Take a walk around the neighborhoods of the North Shore and you’ll see plenty of gardens, some of them pretty ambitious – beanstalks or cornstalks towering over the fences. It’s not a new idea. People have always loved growing a couple of tomatoes and some basil with their extra garden space. But I think more systematic, widespread and large-scale food growing in the city and suburbs should be considered. The population density of greater Sydney is skyrocketing. Suburban living as we think of it, with its wasteful and selfish tendencies, won’t work anymore. Nor is crowded urban living desirable for anyone. Medium density is the way forward. We’re already seeing it in classically suburban Lindfield: apartment blocks are replacing detached houses in some places. The paradigm is shifting.

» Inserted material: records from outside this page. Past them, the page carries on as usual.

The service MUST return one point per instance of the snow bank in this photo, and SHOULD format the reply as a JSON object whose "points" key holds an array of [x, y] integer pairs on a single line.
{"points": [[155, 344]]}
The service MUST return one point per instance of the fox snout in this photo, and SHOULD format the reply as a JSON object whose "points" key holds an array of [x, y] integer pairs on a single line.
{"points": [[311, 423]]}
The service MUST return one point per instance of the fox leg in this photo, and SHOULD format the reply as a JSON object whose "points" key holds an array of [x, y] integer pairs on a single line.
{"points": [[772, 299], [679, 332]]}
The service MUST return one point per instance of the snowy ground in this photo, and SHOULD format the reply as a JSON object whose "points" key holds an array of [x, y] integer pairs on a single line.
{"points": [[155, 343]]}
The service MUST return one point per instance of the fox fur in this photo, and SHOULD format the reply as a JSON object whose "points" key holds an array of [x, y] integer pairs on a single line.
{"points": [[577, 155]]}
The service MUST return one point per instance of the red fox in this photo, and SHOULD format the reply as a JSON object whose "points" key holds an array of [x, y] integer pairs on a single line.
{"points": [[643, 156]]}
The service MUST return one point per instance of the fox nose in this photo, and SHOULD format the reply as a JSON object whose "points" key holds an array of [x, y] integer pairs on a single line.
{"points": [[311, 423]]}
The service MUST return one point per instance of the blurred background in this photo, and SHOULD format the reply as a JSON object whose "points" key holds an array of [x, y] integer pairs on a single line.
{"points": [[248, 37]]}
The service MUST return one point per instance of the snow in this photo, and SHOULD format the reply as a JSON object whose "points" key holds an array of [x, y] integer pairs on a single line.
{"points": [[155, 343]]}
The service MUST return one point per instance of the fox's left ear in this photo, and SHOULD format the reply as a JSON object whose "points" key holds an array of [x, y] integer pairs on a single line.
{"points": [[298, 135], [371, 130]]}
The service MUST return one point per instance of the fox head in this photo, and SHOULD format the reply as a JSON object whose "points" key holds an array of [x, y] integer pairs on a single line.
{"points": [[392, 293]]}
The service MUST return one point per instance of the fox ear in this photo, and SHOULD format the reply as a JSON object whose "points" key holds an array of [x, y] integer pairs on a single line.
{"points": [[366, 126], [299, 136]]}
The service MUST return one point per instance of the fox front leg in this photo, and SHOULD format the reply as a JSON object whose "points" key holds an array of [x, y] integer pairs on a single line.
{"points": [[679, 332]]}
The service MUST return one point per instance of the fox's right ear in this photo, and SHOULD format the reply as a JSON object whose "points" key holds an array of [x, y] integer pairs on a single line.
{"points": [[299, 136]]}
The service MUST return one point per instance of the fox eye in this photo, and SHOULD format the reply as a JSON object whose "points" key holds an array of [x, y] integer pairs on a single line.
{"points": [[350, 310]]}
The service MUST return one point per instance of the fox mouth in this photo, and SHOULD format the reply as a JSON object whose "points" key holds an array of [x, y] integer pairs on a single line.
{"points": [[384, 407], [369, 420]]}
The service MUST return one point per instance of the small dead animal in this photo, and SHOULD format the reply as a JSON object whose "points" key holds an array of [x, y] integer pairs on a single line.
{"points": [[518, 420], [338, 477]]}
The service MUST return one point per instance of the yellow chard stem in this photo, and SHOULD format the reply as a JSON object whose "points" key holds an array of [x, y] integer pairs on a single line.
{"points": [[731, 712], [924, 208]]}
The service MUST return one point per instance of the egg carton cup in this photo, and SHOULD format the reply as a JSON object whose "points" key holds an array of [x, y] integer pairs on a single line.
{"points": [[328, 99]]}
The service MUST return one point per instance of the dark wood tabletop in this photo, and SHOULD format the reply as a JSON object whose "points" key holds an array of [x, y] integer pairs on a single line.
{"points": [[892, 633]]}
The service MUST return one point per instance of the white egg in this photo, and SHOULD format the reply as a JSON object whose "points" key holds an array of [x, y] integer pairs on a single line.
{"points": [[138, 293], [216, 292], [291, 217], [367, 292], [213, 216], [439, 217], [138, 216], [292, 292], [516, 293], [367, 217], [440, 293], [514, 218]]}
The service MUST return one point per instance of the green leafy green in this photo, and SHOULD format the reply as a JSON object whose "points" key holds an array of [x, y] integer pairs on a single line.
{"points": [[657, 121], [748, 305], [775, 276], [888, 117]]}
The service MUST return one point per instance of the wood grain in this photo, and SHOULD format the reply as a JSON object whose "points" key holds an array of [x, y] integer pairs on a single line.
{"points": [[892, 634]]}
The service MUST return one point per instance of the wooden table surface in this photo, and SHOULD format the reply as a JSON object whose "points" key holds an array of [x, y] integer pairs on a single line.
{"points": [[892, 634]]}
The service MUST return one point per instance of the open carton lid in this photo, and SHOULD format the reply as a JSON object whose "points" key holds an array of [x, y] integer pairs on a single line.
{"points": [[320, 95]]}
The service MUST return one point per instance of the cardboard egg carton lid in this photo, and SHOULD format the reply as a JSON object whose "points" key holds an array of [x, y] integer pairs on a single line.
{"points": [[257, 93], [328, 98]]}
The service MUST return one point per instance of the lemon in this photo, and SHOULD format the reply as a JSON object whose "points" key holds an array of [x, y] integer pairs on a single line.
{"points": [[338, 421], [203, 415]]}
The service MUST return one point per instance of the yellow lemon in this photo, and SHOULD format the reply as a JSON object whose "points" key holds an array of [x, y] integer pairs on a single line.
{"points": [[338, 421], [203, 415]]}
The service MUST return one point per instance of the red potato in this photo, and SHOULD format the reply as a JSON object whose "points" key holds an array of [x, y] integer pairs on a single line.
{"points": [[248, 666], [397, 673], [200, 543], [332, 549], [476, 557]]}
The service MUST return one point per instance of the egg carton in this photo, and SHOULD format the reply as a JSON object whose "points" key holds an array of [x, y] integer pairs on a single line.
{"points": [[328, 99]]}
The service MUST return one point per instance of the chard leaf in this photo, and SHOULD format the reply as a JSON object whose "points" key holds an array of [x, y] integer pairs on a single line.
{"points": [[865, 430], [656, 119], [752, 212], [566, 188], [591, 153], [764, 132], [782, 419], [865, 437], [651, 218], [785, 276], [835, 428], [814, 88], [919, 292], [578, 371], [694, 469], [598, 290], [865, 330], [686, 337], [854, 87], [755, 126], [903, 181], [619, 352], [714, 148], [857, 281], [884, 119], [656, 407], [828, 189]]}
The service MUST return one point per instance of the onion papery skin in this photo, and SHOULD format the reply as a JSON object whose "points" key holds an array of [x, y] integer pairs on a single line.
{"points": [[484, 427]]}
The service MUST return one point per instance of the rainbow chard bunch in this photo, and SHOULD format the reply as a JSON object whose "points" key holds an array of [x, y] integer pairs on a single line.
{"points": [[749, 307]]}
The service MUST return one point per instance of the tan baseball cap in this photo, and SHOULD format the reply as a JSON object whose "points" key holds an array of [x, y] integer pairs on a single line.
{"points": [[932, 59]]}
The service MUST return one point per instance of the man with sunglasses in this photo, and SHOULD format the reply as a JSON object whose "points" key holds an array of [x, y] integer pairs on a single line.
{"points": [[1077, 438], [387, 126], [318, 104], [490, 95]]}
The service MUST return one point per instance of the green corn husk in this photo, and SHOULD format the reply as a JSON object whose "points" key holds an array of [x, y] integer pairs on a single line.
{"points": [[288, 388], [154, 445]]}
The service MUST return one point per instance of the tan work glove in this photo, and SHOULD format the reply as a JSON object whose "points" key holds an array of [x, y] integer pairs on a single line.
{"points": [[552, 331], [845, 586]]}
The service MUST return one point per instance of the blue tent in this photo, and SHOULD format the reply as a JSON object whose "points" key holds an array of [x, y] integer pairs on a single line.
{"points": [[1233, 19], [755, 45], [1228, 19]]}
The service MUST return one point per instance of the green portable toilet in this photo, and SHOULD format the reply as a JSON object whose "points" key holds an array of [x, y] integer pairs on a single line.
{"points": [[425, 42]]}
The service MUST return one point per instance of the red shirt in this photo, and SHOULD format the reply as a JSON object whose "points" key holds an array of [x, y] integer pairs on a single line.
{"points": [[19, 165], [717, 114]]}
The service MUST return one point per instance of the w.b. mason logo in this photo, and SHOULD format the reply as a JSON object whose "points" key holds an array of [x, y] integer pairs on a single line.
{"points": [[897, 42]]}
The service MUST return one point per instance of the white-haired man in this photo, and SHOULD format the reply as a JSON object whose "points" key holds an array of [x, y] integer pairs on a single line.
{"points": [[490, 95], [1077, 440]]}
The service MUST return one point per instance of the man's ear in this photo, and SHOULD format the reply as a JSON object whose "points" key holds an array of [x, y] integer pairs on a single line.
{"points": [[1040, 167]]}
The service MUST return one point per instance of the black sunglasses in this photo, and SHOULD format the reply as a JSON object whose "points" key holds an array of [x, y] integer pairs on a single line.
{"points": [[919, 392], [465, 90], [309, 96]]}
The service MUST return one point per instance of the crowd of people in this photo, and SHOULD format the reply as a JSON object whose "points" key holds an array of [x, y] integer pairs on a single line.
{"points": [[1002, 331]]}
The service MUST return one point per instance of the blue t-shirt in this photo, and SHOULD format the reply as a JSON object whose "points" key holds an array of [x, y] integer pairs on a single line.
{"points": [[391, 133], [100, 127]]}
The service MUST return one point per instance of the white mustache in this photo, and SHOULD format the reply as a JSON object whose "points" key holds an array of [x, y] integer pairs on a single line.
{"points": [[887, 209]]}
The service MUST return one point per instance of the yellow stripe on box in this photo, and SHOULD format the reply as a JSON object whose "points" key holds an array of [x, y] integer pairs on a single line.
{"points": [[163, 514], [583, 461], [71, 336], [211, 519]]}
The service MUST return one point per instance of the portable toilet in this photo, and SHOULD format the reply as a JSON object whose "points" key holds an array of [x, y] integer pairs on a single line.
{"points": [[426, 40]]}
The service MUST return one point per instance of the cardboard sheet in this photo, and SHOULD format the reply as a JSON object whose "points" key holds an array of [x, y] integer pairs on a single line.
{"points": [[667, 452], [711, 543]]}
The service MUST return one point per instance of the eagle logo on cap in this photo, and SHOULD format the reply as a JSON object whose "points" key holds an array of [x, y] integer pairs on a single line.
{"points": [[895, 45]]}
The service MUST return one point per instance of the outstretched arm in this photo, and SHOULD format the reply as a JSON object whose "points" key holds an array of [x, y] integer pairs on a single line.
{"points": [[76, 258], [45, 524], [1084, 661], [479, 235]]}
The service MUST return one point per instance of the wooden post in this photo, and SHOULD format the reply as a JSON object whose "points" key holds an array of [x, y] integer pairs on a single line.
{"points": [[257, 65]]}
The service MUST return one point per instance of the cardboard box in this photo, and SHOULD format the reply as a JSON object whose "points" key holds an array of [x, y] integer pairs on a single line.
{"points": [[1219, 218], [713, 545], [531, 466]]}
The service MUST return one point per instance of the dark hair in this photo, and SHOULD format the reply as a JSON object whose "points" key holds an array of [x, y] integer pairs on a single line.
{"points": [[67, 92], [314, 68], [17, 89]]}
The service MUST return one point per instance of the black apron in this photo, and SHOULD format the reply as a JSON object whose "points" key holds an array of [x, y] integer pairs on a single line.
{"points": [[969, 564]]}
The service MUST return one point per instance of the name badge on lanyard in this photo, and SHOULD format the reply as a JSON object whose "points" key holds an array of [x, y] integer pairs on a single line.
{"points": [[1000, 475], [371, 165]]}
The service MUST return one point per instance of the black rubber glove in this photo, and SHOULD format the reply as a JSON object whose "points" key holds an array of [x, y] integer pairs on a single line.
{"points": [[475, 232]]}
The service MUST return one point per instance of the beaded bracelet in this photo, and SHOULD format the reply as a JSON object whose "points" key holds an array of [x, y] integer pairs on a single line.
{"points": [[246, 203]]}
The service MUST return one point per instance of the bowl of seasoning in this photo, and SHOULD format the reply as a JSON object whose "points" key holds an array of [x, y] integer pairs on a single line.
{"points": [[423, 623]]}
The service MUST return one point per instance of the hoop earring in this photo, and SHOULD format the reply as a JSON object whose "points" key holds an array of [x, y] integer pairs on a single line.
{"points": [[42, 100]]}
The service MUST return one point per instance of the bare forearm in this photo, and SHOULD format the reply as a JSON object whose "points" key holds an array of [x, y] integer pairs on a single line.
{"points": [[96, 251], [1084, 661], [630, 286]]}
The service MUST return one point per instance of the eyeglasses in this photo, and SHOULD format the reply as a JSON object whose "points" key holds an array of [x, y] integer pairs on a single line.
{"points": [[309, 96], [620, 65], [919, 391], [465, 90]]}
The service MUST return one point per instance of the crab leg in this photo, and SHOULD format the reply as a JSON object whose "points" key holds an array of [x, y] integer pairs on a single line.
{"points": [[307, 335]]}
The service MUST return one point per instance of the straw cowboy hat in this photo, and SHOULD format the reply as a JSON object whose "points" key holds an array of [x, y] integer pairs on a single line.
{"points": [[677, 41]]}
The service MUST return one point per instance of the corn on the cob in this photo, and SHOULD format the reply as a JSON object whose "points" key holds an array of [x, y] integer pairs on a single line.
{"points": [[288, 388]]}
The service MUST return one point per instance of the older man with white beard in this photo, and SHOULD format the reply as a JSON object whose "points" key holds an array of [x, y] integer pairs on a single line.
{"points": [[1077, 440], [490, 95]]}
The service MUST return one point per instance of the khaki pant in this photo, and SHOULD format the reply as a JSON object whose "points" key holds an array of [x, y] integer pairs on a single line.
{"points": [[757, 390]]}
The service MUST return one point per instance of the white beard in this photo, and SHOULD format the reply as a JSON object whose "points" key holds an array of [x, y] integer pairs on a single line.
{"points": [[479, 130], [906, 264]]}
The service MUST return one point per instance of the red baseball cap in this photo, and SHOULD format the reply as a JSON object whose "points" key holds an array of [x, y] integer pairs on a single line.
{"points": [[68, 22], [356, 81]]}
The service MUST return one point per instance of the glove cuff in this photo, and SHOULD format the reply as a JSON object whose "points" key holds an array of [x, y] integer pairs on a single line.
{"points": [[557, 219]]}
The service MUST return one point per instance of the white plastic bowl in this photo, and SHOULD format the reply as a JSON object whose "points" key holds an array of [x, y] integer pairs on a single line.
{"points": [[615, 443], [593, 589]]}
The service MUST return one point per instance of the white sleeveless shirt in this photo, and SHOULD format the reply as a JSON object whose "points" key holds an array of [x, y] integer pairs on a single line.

Integrating urban food production into the region’s economy seems to me a great solution for this medium-density, mixed-use future. Increasing the land’s productivity, reducing supply lines while decreasing fossil-fuel use, making food a more immediate and involved experience for more people: win, win and win. It will be especially important here in Australia, the nation with the most urbanized population on earth. Much of this continent is not suitable for growing food, and the little that is has often been mismanaged and damaged. (This issue is tackled in Jared Diamond’s Collapse, which I just finished reading.)

But think of all the fertile land that exists in the suburbs. It’s like a huge untapped growing region made up individual plots of land. Most of it being used to grow lawns. But there are alternatives. Recently my wife visited a home not far away in posh, über-suburban Killara that had a huge and very productive garden taking up the entire backyard, with a chicken coop on the side.

And growing food is something everyone can do. As much as I’m going on about the problems I’ve had, it’s not something you need a degree or a certificate in. It’s part of everyone’s heritage. And it’s something you can do while also having a job and having a life. We just have to find the collective will to make it practical and desirable for more city and suburban people to do it – in backyards, in containers, on rooftops, in little flower beds like ours.

So, yeah. Urban farmers. The other day I was in Hyde Park (in Sydney’s city center) and noticed a container flower bed full of vegetables: kale, chard, lettuce and lavender. Purely for ornamentation you know. But just think of how much food we can produce like this when it comes down to it. It’s gotta be another sign.